I shrugged like it was nothing. “I work for the county. Boss has a GPS on the truck and timestamps everything. If I’m not out here pulling samples on schedule, I get written up. You know how it is with bosses.”

He smiled again. Still no warmth. “I don’t think I’ve met you.”

“Oh, I’m just a nobody. Hourly city worker. They send me out to get them what they need.” I kept my tone light, bored even.“You know—bullshit air and water samples. Check-the-box stuff so the reports look pretty.”

“They send you out here all by yourself?” His head tilted, assessing.

I lifted my chin, irritation cutting through the fear. “Why should I be afraid?”

He chuckled, low and fake. “Oh, I didn’t mean to scare you, little lady.”
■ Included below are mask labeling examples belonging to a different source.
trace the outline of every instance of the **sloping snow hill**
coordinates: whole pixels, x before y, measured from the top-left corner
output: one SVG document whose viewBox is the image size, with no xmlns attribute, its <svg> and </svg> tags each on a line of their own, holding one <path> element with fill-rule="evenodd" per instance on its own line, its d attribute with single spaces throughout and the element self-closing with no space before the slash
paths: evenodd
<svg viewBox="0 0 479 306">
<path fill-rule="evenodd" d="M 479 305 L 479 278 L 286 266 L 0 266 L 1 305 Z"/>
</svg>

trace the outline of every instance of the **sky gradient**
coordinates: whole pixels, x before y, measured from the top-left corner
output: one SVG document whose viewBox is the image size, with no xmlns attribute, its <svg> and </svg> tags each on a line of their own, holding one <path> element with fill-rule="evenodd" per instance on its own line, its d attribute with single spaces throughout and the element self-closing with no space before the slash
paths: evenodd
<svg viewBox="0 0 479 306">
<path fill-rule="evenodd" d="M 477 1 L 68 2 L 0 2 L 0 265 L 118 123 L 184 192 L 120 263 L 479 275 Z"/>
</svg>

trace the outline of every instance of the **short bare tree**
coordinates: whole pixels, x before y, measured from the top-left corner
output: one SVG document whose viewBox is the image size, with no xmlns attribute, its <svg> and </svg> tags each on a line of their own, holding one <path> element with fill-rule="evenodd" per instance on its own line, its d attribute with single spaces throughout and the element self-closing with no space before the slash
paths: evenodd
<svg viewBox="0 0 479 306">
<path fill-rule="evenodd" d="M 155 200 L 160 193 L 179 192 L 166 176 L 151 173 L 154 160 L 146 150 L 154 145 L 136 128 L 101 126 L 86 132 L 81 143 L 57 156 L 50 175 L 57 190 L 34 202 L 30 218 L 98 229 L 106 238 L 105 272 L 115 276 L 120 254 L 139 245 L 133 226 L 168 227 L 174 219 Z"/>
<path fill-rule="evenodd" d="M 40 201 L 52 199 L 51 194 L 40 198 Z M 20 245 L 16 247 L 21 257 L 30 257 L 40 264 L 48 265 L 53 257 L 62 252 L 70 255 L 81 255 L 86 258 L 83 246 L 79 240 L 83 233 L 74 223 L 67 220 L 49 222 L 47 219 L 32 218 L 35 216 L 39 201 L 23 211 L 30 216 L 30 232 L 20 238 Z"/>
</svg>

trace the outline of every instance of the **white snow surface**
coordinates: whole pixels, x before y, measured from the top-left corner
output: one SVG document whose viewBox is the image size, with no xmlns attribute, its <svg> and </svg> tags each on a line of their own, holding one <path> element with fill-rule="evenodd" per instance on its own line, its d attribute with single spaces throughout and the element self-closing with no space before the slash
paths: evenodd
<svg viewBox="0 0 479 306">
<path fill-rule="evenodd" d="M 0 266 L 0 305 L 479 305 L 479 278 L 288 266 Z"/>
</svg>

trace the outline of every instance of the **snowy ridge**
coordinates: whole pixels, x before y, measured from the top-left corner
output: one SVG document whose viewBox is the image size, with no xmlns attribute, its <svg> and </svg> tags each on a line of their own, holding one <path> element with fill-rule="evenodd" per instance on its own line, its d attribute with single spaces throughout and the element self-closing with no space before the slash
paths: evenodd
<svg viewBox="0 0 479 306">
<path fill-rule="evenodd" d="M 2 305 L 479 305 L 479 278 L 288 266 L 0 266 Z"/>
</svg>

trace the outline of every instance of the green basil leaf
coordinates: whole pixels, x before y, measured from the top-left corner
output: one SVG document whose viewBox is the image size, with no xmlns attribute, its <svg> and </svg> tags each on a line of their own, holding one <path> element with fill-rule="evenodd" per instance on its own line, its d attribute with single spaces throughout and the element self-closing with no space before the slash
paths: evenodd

Little lady. The words grated like sand in my boots. My hand closed around the sat phone in my pocket; the other stayed on the truck keys. I circled wide around the opposite side of the truck, never turning my back, and slid behind the wheel. The door locks clicked down with a solid thunk.

He watched me the whole time, that empty smile never slipping. He knew. I knew he knew.
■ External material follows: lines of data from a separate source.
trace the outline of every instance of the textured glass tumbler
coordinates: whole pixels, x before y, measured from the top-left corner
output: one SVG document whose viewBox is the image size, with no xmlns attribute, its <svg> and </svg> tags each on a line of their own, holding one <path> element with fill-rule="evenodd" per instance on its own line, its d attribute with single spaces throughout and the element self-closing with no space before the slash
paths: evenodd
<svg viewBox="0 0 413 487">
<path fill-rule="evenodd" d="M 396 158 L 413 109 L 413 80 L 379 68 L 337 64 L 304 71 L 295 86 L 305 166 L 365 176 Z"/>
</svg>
I didn’t wait. As soon as he stepped back, I fired up the engine and pulled away, gravel spitting under the tires. My hands shook so bad I could barely type, but I managed a quick text to Regan before the signal dropped.

Running out of time. I’m in trouble. I’m a witness in need of protection now. 911 energy but can’t call. Who knows who else is in on this?

I hit send, then gripped the wheel tighter and drove like the desert itself was chasing me. The thought of calling the police flickered through my mind for half a second—then died just as fast. If the last scientist who worked this job had walked away without a trace, if my own boss was falsifying data, who the hell could I trust in a town this small? Cops could be on the take too. Everyone could be dirty. I wasn’t about to hand myself over to the same system that was probably protecting the Oakleys.